SQL (Structured Query Language, pronounced both as S-Q-L and Sequel) is a programming language designed to interface with data held in a relational database. These are databases within which you can hold different kinds of entries and define relationships between them. For example, you can define many Star entries and many Observation entries and then define a relationship in that each Observation is of a specific Star or of multiple Stars.
This can be exceptionally useful in working with large sets of data. Each entry in your database has a set of columns, which can be strings, floats, ints, or booleans (though SQLAlchemy can perform some tricks to expand this list). The power of using databases comes from the ability to query your data according to these columns.
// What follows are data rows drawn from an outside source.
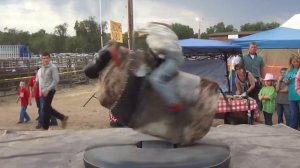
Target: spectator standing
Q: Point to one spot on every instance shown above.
(244, 81)
(34, 90)
(282, 101)
(254, 63)
(267, 95)
(48, 79)
(24, 97)
(293, 97)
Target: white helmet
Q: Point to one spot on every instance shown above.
(236, 60)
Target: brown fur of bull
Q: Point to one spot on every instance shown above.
(199, 97)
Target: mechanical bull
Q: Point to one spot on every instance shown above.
(136, 105)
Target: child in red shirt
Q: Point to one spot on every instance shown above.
(24, 97)
(34, 91)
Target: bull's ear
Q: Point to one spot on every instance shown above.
(92, 70)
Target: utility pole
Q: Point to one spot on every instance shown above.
(100, 20)
(130, 26)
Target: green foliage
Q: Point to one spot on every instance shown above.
(182, 31)
(88, 39)
(259, 26)
(220, 28)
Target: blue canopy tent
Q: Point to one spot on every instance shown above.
(281, 37)
(213, 55)
(276, 45)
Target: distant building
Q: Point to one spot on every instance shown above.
(14, 51)
(227, 36)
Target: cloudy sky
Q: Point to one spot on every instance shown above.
(32, 15)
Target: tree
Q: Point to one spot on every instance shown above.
(88, 34)
(182, 31)
(220, 28)
(259, 26)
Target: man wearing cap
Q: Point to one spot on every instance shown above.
(254, 63)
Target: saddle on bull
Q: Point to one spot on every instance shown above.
(124, 88)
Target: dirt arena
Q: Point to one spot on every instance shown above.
(68, 101)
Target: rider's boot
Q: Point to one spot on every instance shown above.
(175, 107)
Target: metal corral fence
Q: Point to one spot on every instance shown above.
(14, 70)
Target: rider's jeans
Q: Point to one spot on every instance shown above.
(162, 74)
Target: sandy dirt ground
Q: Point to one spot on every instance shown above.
(68, 101)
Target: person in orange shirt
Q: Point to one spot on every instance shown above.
(24, 97)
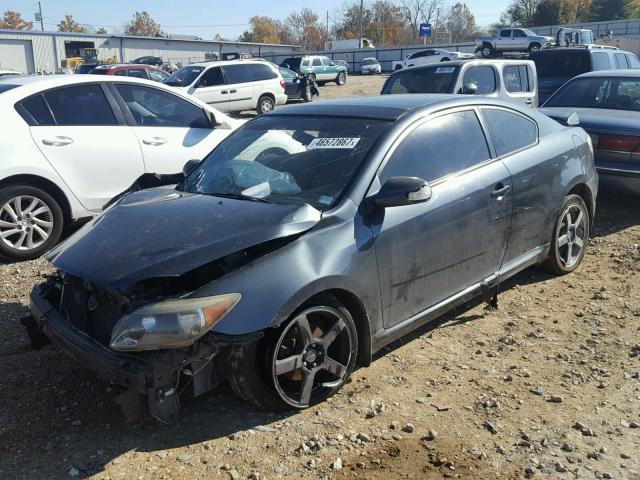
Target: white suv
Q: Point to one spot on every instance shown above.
(69, 143)
(233, 86)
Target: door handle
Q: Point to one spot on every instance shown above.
(500, 190)
(154, 141)
(57, 141)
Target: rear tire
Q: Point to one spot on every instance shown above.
(570, 237)
(321, 357)
(265, 104)
(31, 222)
(535, 47)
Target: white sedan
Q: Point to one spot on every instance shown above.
(69, 143)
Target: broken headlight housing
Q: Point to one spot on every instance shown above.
(170, 323)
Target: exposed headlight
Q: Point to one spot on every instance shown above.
(171, 323)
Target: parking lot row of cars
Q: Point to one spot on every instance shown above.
(294, 246)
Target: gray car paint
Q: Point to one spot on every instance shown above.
(358, 251)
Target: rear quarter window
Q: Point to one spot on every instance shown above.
(35, 111)
(509, 130)
(600, 61)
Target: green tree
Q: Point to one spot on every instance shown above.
(460, 23)
(68, 24)
(609, 9)
(13, 21)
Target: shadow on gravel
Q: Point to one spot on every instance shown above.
(615, 212)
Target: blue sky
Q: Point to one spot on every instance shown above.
(198, 17)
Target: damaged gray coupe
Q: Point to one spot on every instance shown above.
(311, 238)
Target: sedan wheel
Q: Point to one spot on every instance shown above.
(571, 235)
(312, 357)
(30, 222)
(301, 364)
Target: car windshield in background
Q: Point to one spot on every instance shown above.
(288, 160)
(435, 79)
(557, 63)
(7, 86)
(184, 76)
(599, 92)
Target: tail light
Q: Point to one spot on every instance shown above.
(618, 143)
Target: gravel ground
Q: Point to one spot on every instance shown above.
(546, 386)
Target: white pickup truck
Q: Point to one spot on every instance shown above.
(512, 40)
(431, 55)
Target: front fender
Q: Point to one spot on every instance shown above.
(275, 285)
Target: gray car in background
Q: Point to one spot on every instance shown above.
(311, 238)
(513, 80)
(608, 105)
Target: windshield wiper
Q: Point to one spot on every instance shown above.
(237, 196)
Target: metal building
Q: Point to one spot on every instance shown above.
(43, 52)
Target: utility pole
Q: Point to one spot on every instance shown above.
(361, 24)
(327, 27)
(40, 15)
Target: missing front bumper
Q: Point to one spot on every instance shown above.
(154, 375)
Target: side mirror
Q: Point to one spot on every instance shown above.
(210, 117)
(189, 167)
(399, 191)
(470, 89)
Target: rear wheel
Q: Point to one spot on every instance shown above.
(535, 47)
(31, 222)
(300, 364)
(570, 237)
(265, 104)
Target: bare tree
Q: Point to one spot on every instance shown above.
(68, 24)
(420, 11)
(142, 25)
(13, 21)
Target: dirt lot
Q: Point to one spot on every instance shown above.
(546, 386)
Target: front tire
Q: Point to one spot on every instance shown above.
(570, 237)
(302, 363)
(266, 104)
(31, 222)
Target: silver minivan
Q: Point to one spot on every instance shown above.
(233, 86)
(514, 80)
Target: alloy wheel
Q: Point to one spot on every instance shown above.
(571, 235)
(311, 356)
(26, 222)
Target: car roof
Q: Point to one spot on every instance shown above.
(382, 107)
(627, 73)
(31, 84)
(224, 63)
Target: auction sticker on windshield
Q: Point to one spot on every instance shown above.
(319, 143)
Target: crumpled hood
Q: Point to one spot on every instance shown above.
(163, 232)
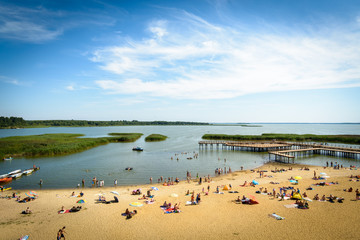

For example, the Star entry can have an RA column and a DEC column, and so, you could query for a list of Stars in a particular part of the sky.
But this is thinking too small. With a relational database, you could get a list of all the stars in your database with at least three observations with good seeing above a particular magnitude in only a few lines of code. And now, with SQLAlchemy, you can do it all in Python.
SQLAlchemy is a Python module that acts as an interface between Python code and a SQL database. Effectively, you can write object classes in Python whose instances are rows in a particular table in your database. This lets you manage your database straight from Python, giving you access to a full programming language of possibilities. I'll offer some practical examples in the Practical Examples notebook, but here's an example I've done in my research: you can generate plots directly from the database using an arbitrary query, and can use the relationships between database entries to make interactive plots.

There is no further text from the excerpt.